Les Québécois, inégaux devant la retraite

Gérard Bérubé
Le Devoir

Âgés, endettés et au travail. Les Québécois sont plus inégaux face à la retraite. Le creusement de l’écart est grandissant, associé à des facteurs essentiellement systémiques. Mais les données permettent aussi d’avancer la thèse d’une démotivation présumée dans le secteur public.

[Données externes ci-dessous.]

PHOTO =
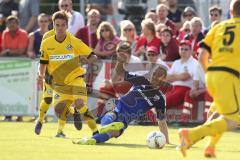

Globalement, les Québécois prennent leur retraite plus tardivement, nous dit l’Institut de la statistique du Québec (ISQ). À 43 % en 2009, la part des personnes de moins de 60 ans qui ont quitté le marché du travail est passée à 27 % en 2018. Vue selon le taux d’emploi, la proportion de personnes en emploi chez les travailleurs plus âgés s’accroît d’environ dix points de pourcentage dans le segment des 55 à 64 ans, de près de six points de pourcentage dans celui des 65 à 69 ans.

La petite étude d’une dizaine de pages ne donne pas d’explication. Il est toutefois reconnu que la faiblesse des rendements dans les portefeuilles de placement, la transformation de nombre de régimes à prestations déterminées en régime à cotisations déterminées, l’introduction d’un crédit d’impôt « motivateur » pour les travailleurs de 65 ans et plus et tous les nouveaux paramètres appliqués aux régimes publics visant à décourager une retraite hâtive et à inciter à une retraite tardive engendrent un accroissement des inégalités et une présence accrue ou prolongée sur le marché du travail. Au bout du compte, et malgré les bémols apportés sur la représentativité des données, « en 2018, la grande majorité des personnes en emploi, soit près des trois quarts d’entre elles, quitte le marché du travail après 60 ans », souligne l’agence québécoise de statistiques.